S'il y avait un secret de honte ou de malheur dans l'histoire de cette famille, ce secret était si religieusement gardé par chacun de ses membres, que rien n'en avait jamais transpiré au dehors.
Douze ans auparavant, don Melchior de Bartas avait débarqué à Galveston, d'un brick anglais dont le capitaine prétendait avoir recueilli en mer, à la suite d'une tempête, sur un navire abandonné de son équipage, et dont il n'avait pu connaître ni le nom, ni la provenance, ni la destination, les dix personnes composant la famille et la suite de son étrange passager.
Le capitaine anglais disait-il la vérité? Débitait-il une fable, avec ce flegme britannique que rien ne saurait émouvoir.
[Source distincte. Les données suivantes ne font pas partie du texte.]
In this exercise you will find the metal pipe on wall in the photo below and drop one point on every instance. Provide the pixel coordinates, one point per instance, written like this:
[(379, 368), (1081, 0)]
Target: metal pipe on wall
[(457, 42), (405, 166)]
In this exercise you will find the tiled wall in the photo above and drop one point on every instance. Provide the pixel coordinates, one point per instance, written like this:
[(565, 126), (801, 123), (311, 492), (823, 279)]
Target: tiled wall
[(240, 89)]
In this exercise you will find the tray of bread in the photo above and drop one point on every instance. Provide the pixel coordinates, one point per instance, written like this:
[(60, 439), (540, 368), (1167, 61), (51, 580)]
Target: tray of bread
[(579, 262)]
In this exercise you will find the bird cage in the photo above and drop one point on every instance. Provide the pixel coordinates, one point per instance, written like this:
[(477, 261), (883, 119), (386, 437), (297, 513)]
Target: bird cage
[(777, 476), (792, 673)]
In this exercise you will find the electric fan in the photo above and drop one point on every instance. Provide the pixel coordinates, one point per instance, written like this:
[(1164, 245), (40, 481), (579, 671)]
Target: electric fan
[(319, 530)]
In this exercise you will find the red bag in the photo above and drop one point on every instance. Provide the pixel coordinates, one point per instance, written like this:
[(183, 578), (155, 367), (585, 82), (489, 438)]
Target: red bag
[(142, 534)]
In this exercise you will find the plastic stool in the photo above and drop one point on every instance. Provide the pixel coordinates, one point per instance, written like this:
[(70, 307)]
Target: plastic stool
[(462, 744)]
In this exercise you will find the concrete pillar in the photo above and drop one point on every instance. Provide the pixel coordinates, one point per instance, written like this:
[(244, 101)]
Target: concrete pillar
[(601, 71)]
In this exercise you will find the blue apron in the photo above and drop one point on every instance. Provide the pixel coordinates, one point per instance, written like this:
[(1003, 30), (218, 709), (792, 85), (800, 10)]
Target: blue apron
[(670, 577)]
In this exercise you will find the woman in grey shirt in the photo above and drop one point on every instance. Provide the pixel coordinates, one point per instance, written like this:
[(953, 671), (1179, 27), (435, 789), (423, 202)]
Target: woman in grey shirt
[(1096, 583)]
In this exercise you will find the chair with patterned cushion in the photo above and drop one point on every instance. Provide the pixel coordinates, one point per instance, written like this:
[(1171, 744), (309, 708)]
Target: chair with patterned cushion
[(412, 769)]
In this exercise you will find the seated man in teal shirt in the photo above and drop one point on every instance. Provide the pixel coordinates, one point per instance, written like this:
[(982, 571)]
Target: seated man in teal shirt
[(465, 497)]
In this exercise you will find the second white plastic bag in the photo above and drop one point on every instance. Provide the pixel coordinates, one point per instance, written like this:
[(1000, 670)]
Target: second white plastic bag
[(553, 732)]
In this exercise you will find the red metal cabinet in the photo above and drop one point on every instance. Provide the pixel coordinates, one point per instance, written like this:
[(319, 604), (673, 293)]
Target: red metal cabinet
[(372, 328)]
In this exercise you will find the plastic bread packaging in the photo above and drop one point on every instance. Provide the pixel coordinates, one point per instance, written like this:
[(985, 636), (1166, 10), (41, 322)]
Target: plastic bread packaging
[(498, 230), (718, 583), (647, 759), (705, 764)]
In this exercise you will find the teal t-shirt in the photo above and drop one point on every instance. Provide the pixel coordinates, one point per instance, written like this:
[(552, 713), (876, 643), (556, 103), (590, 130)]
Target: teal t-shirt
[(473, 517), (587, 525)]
Ceci fut un second mystère qu'il fut aussi impossible d'éclaircir que le premier.
Don Melchior de Bartas, à peine débarqué, se rendit chez le gouverneur mexicain de la ville. Il eut avec lui un long entretien qui demeura secret, mais à la suite duquel le nouveau venu, sa famille et sa suite s'installèrent dans la maison même du gouverneur, où, pendant les dix jours qu'ils y demeurèrent, ils furent constamment traités avec le plus profond respect et les plus grands égards.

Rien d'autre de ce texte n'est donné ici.